And step B500, generating a retail electricity quantity diagnosis report of the line and the distribution area.

Further, the third line loss analysis mode is a high-loss and negative-loss line and platform area diagnosis mode, and comprises

Step C100, acquiring data of all negative-loss and high-loss lines and transformer areas;

step C200, detecting whether metering on the power supply side of the line and the transformer area is wrong;

specifically, if the line has high loss, the bus where the line is located has negative loss, or the line has negative loss, and the bus where the line is located has high loss, the metering at the power supply side of the line has errors;

the distribution area is high loss, the line where the distribution area is located is negative loss, or the distribution area is negative loss, the line where the distribution area is located is high loss, and metering errors occur on the power supply side of the distribution area;

the high loss and negative loss of the bus and the line are defined as follows: the unbalance rate of the bus or the line is more than 2 percent, namely high loss, and the unbalance rate of the bus or the line is less than-2 percent, namely negative loss;

step C300, detecting whether the abnormal user with the electric quantity hangs down under the line and the platform area;

the method for detecting whether the line hangs down the user with abnormal electric quantity comprises the following steps:

and (4) balancing a bus where the line is located, sorting the electric quantity of the lower-hanging public and special transformer total meter from large to small, and taking the accumulated electric quantity and the users just larger than or equal to the line power supply quantity as suspicious users.

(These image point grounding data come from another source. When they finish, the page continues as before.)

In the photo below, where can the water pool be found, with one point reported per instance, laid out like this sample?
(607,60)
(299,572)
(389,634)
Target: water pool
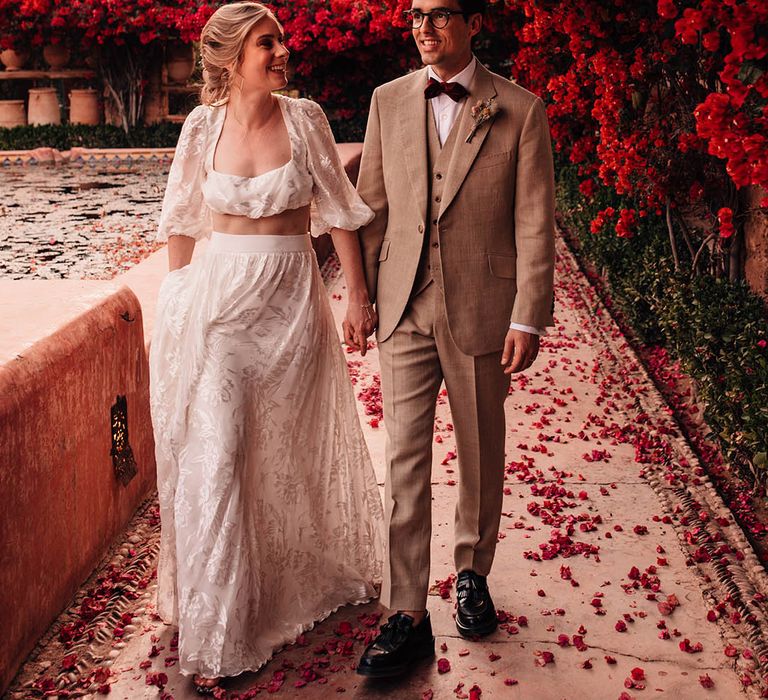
(78,221)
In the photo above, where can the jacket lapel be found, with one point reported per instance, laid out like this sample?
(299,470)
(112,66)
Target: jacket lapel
(413,132)
(464,153)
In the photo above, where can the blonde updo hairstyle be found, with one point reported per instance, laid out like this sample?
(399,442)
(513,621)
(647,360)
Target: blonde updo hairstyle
(221,45)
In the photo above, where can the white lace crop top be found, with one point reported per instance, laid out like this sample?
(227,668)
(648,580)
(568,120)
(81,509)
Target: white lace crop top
(314,175)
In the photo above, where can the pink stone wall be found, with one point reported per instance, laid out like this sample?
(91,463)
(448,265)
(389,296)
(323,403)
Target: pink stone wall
(62,505)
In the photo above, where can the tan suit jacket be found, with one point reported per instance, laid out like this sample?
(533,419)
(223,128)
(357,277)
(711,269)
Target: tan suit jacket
(496,217)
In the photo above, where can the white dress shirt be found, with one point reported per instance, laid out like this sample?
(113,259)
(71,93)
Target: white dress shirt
(445,110)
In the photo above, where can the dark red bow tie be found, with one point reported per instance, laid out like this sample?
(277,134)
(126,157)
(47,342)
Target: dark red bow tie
(455,91)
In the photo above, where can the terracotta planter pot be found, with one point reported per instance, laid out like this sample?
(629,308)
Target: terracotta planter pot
(180,62)
(84,107)
(56,56)
(12,113)
(13,60)
(43,106)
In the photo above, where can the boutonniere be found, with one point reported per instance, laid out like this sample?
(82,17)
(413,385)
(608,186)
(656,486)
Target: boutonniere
(482,111)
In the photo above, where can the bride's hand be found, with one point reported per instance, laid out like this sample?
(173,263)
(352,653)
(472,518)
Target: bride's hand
(359,322)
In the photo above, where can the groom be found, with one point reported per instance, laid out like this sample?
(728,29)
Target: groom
(459,261)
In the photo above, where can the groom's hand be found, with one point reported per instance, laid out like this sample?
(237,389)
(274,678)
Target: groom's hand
(520,350)
(358,324)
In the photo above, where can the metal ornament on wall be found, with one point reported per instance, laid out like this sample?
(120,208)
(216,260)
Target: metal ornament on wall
(122,455)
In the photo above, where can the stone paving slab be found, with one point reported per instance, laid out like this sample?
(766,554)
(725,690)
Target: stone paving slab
(585,358)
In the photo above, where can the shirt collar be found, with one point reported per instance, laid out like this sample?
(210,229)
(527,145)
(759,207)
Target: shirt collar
(464,77)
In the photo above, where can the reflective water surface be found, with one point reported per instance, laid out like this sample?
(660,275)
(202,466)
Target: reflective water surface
(78,221)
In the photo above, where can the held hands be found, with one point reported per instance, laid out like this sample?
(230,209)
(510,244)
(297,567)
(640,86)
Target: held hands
(520,350)
(360,321)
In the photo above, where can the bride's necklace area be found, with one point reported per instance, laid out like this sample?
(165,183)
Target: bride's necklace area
(247,132)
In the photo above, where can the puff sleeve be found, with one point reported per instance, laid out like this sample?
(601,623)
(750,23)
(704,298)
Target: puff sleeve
(335,202)
(184,211)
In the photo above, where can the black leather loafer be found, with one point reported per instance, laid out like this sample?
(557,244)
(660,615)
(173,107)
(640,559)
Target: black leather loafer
(475,614)
(398,645)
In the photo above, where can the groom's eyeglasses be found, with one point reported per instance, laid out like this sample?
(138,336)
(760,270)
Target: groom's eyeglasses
(437,18)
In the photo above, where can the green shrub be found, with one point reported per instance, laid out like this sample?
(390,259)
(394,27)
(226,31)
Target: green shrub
(163,135)
(65,136)
(717,328)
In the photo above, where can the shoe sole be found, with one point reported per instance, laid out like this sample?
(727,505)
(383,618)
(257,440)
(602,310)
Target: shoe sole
(392,672)
(483,631)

Assuming that n users are arranged under a certain line in the descending order of the electric quantity, calculating the accumulated electric quantity of all the users, if the calculation result is greater than or equal to (greater than or equal to) the power supply quantity of the line, intercepting the users under the line, and respectively setting the users as: x is a radical of a fluorine atom ₁ ,x ₂ ,x ₃ ……x _n The corresponding electric quantity of each user is respectively as follows: y is ₁ ,y ₂ ,y ₃ ……y _n 。

The accumulated electric quantity is

The electric quantity of each user accounts for the ratio that: y is ₁ /Y、(y ₁ +y ₂ )/Y、(y ₁ +y ₂ +y ₃ )/Y、……(y ₁ +y ₂ +y ₃ +…+ y _n )/Y。

Taking 5 users under the line as an example, the accumulated power ratio graph is shown in fig. 2.

And (3) when the line loss rate of the line in which the transformer area is located is normal, sorting the total electric quantity of the hung users from large to small, determining the accumulated proportion of the suspicious users by using the accumulated electric quantity and the users just more than or equal to the power supply quantity of the transformer area as the suspicious users, and drawing a proportion broken line graph.

Assuming that n users are arranged under a certain area in the descending order of the electric quantity, calculating the accumulated electric quantity of all the users, if the calculation result is greater than or equal to (greater than or equal to) the power supply quantity of the area, intercepting the users under the area, and respectively setting the users as: x is the number of ₁ ,x ₂ ,x ₃ ……x _n The corresponding electric quantity of each user is respectively as follows: y is ₁ ,y ₂ ,y ₃ ……y _n 。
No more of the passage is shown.